JOURNAL TITLE: Journal of Perioperative Echocardiography

Author
1. Azeez Aspari
2. Kartheek Hanumansetty
3. Bineesh Radhakrishnan
4. Diana Thomas
5. Unnikrishnan P Koniparambil
ISSN
2320-527X
DOI
10.5005/jp-journals-10034-1133
Volume
9
Issue
2
Publishing Year
2021
Pages
4
Author Affiliations
    1. Department of Pediatrics, Jawaharlal Institute of Postgraduate Medical Education and Research, Puducherry, India
    1. Department of Cardiovascular and Thoracic Anaesthesiology, Sree Chitra Tirunal Institute of Medical Sciences and Technology, Trivandrum, Thiruvananthapuram, Kerala, India
    1. Department of Anesthesia, Postgraduate Institute of Medical Education and Research, Chandigarh, India
    1. Department of Cardiovascular and Thoracic Surgery, Sree Chitra Tirunal Institute for Medical Sciences and Technology, Trivandrum, Thiruvananthapuram, Kerala, India
    1. Department of Cardiovascular and Thoracic Anaesthesiology, Sree Chitra Tirunal Institute of Medical Sciences and Technology, Trivandrum, Thiruvananthapuram, Kerala, India
  • Article keywords
    Case report, Intraoperative echo, Mitral valve repair, Mitral valve surgery, Right ventricle dysfunction, Systolic anterior motion, Transesophageal echocardiography

    Abstract

    Aim: To assess rare causes of systolic anterior motion (SAM) of the mitral valve (MV) after MV repair. Background: A preoperative assessment of the MV apparatus is done to predict postoperative SAM in all patients undergoing MV surgery.
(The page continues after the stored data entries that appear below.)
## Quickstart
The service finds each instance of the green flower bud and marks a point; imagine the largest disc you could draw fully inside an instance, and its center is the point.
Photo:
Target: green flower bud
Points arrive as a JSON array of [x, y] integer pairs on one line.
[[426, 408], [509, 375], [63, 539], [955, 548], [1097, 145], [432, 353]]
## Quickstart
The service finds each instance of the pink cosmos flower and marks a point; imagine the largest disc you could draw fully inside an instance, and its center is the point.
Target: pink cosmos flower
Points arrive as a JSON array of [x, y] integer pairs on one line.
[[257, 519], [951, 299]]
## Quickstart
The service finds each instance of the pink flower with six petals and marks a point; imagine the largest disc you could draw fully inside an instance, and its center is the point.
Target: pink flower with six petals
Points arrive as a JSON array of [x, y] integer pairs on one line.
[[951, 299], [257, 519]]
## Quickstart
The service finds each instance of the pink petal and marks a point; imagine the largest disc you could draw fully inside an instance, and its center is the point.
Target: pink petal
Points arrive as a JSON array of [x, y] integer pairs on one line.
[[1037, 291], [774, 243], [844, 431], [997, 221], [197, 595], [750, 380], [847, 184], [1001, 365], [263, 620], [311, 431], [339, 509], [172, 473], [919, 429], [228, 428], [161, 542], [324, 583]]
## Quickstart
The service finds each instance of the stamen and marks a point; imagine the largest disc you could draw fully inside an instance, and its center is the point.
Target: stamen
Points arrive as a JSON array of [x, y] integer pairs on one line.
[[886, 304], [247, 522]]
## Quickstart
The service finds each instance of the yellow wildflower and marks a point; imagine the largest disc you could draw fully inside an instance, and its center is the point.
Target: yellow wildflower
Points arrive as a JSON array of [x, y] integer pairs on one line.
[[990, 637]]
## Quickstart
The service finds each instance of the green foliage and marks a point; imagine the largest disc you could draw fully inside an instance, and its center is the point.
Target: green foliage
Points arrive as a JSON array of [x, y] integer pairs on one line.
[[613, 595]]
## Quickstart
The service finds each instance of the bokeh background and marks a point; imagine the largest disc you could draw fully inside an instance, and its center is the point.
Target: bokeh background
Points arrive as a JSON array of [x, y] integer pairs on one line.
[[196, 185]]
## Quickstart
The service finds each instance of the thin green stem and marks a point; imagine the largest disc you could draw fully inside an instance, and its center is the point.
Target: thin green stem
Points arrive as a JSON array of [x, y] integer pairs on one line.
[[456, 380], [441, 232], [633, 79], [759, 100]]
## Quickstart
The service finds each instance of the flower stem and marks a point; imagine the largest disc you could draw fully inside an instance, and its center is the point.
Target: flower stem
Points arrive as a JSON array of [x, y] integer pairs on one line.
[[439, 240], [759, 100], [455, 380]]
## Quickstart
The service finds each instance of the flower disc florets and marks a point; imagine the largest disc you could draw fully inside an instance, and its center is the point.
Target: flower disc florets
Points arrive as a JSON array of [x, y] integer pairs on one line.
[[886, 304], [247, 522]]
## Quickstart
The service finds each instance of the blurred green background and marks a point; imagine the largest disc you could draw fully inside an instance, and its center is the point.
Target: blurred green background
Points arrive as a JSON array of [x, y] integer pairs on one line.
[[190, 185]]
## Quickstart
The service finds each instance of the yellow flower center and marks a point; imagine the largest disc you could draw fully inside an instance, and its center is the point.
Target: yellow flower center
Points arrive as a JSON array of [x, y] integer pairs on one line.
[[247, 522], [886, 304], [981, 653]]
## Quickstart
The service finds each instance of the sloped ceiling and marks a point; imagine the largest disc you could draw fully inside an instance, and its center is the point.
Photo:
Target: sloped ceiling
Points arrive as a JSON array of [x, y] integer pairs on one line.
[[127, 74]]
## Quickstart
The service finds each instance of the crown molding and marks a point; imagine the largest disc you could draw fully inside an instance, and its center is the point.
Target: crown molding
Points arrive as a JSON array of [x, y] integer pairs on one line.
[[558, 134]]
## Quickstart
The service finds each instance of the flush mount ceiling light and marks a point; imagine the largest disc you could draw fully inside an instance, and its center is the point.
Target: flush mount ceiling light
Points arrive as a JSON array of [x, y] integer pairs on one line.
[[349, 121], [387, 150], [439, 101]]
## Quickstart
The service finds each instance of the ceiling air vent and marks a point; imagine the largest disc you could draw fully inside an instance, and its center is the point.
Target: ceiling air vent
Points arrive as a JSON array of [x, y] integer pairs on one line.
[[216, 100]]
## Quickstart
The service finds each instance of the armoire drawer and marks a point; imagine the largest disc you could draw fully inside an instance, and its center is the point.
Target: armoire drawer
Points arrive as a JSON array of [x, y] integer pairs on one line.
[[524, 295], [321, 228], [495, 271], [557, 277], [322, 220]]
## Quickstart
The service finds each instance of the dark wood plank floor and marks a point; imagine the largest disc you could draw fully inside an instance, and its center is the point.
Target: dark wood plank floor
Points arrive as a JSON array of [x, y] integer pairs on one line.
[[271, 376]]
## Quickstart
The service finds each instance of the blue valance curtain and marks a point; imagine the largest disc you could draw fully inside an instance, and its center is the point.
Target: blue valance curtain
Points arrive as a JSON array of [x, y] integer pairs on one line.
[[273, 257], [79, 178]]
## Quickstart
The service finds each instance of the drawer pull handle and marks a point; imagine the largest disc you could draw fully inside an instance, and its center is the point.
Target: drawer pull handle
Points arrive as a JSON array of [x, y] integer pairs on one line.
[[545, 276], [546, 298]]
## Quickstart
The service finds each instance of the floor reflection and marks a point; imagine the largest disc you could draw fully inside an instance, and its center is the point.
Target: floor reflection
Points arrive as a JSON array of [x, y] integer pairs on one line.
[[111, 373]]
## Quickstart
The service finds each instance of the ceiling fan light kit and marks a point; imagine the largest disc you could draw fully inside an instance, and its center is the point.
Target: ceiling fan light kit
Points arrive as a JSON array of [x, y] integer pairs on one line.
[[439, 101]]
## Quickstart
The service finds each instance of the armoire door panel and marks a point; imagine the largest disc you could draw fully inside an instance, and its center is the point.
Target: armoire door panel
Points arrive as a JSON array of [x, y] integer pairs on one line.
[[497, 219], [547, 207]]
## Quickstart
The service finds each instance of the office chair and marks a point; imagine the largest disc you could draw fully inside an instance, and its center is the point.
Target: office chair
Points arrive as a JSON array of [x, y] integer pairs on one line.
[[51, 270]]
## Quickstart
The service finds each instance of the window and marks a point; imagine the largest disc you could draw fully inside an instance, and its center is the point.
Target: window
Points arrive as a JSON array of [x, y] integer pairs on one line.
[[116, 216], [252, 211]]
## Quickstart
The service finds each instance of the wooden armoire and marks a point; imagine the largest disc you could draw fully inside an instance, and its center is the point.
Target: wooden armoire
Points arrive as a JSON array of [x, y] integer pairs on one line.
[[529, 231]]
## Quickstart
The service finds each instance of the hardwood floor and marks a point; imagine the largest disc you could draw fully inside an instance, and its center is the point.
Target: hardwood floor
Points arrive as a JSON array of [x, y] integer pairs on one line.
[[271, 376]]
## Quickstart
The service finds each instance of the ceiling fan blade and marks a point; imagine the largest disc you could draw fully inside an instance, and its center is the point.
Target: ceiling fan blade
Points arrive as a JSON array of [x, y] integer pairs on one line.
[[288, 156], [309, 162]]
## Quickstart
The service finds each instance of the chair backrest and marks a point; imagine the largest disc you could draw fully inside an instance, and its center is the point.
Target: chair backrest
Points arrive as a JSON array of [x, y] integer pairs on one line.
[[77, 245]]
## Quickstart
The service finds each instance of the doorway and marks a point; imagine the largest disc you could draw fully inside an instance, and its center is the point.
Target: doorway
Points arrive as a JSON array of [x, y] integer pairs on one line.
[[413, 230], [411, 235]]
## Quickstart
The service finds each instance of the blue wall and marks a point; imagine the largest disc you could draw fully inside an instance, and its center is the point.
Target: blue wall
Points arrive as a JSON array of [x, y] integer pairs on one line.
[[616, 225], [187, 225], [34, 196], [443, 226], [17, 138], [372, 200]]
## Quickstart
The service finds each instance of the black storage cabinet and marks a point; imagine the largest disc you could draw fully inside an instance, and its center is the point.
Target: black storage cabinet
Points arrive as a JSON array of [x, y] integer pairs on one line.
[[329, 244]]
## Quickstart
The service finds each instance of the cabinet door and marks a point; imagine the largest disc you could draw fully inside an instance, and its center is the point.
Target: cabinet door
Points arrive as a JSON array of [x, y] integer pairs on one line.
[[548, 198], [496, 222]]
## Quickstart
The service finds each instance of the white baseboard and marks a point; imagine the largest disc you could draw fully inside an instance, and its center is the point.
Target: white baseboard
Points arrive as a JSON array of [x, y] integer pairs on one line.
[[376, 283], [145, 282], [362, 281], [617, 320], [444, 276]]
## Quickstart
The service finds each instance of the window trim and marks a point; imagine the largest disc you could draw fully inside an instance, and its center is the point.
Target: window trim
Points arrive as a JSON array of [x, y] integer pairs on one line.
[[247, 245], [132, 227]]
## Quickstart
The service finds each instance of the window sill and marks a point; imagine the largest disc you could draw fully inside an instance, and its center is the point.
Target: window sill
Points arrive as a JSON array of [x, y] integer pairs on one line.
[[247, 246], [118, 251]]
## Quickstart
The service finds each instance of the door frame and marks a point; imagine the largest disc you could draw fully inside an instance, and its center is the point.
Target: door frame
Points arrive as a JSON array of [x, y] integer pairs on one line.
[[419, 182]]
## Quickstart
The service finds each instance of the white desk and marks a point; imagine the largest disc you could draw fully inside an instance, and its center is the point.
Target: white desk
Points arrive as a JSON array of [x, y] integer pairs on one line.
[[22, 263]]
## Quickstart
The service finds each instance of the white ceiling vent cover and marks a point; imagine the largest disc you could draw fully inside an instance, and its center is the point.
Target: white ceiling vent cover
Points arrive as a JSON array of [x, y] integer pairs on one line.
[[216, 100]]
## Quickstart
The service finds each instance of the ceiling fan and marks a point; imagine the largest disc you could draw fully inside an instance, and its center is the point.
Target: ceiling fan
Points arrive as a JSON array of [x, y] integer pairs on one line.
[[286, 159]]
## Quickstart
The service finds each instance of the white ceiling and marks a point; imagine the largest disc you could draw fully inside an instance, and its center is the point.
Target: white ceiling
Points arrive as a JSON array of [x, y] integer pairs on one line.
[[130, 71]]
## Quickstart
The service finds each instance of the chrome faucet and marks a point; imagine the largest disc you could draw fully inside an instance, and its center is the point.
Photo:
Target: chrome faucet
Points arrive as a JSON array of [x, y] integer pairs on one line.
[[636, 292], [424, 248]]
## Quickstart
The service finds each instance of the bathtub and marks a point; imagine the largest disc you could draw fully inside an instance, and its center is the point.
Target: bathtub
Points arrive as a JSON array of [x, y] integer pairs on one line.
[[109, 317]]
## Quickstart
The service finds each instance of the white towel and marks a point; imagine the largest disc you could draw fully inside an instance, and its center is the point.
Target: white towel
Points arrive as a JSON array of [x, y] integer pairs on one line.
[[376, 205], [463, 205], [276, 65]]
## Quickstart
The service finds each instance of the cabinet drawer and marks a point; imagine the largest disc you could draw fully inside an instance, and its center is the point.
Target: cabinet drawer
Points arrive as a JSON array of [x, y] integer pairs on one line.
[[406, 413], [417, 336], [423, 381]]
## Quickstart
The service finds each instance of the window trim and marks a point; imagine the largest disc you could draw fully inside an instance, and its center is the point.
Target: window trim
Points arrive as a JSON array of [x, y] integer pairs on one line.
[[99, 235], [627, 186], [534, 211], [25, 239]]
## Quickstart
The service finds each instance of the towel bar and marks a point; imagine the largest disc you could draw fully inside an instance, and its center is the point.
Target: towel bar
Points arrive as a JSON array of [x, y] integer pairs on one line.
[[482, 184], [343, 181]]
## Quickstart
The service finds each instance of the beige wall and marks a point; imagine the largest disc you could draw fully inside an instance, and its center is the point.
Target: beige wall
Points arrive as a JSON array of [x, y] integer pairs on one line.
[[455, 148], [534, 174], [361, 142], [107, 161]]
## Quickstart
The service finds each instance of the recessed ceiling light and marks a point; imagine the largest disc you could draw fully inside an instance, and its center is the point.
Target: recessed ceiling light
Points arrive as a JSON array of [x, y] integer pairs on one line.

These parameters include the lengths of MV leaflets and the ratio between them, the aortomitral angle, the distance between the coaptation point and septum, and septal thickness. When predicted, surgical repair is planned with the goal of avoiding the occurrence of SAM. Case description: A 45-year-old man with MV prolapse and severe mitral regurgitation (MR) underwent MV repair after intraoperative transesophageal echocardiography (TEE) assisted confirmation of feasibility. The postoperative risk of SAM was ruled out. Although there was no SAM in the immediate postrepair TEE, he developed hemodynamic instability, which, on reevaluation, was found to be due to new onset SAM. Transgastric imaging revealed inferior wall hypokinesia and right ventricle (RV) dysfunction, which infrequently causes SAM. Medical management was sufficient to address this manifestation. Conclusion: Systolic anterior motion (SAM) may be caused by right ventricular dysfunction even in the absence of other TEE-described predictors. Clinical significance: It is important to identify medically reversible causes of SAM so as to avoid a redo of surgical intervention with a return to cardiopulmonary bypass, especially in the absence of preoperative predictors.